Fabian Isensee, Jens Petersen, Andre Klein, David Zimmerer, Paul F. Jaeger,
Simon Kohl, Jakob Wasserthal, Gregor K¨ohler, Tobias Norajitra, Sebastian
Wirkert, and Klaus H. Maier-Hein
Division of Medical Image Computing, German Cancer Research Center (DKFZ),
Heidelberg, Germany
基于U-net的医学图像分割的自适应框架
Abstract:
摘要
The present paper introduces the nnU-Net (”no -new-Net”), which refers to a robust and self-adapting framework on the basis of 2D and 3D vanilla U-Nets
一种基于二维和三维普通u-net的鲁棒自适应框架
Introduction:
介绍
The Medical Segmentation Decathlon is intended to specifically address this issue: participants in this challenge are asked to create a segmentation algorithm that generalizes across 10 datasets corresponding to different entities of the human body. These algorithms may dynamically adapt to the specifics of a particular dataset, but are only allowed to do so in a fully automatic manner.

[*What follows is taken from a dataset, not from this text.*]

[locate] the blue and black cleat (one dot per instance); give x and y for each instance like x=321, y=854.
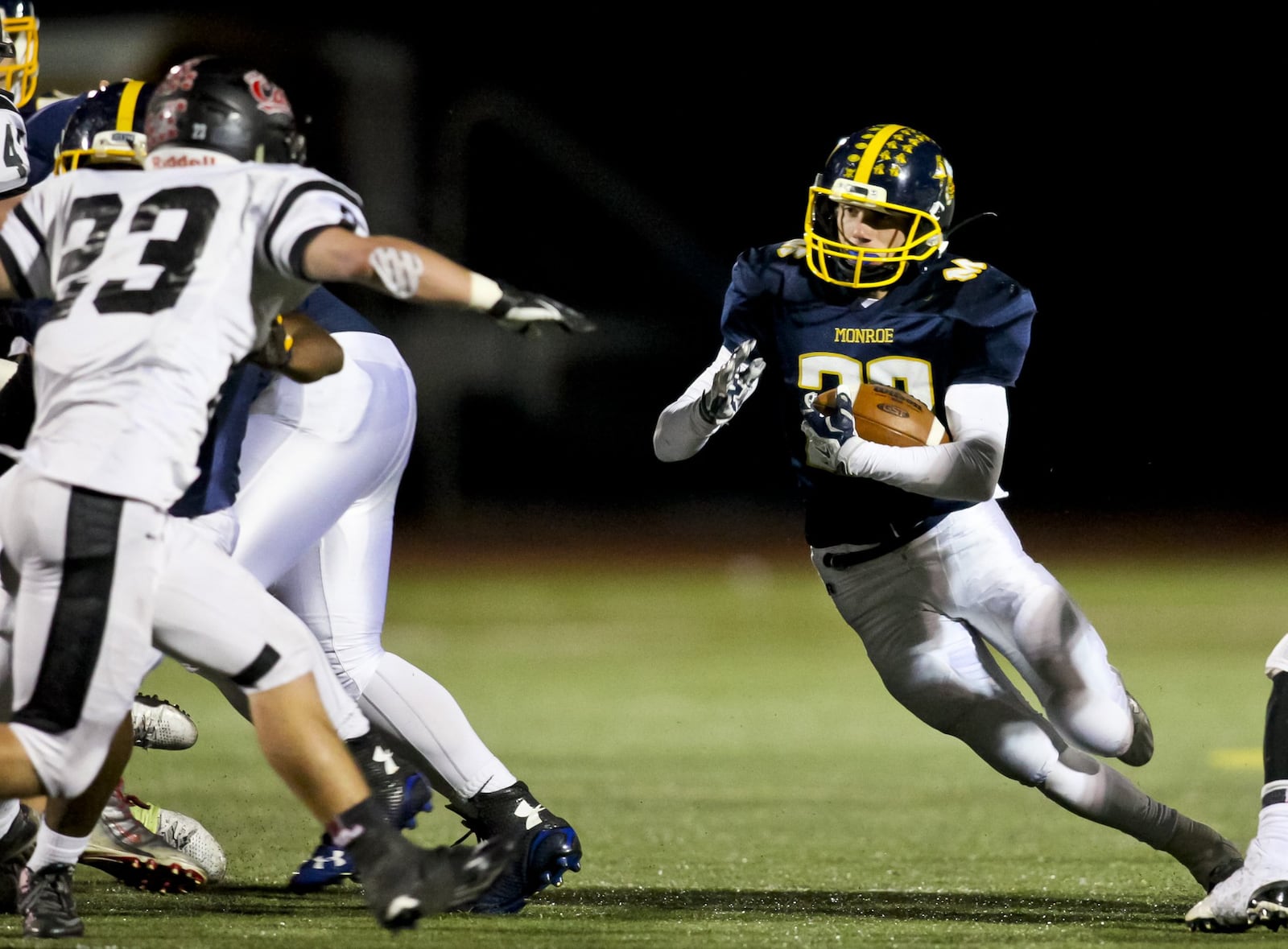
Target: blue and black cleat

医学分割十项全能旨在专门解决这个问题:这个挑战的参与者被要求创建一个分割算法,概括10个数据集对应于不同的实体的人体数据。这些算法可以动态地适应特定数据集的细节,但只允许以一种全自动的方式这样做。
In this paper, we present the nnU-Net (”no-new-Net”) framework. It resides on a set of three comparatively simple U-Net models that contain only minor modifications to the original U-Net [
6
]. We omit recently proposed extensions such as for example the use of residual connections [
7
,
8
], dense connections [
5
] or attention mechanisms [
4
]. The nnU-Net automatically adapts its architectures to the given image geometry. More importantly though, the nnU-Net framework
thoroughly defines all the other steps around them. These are steps where much of the nets’ performance can be gained or respectively lost: preprocessing (e.g. resampling and normalization), training (e.g. loss, optimizer setting and data augmentation), inference (e.g. patch-based strategy and ensembling across test time augmentations and models) and a potential post-processing (e.g. enforcing single connected components if applicable).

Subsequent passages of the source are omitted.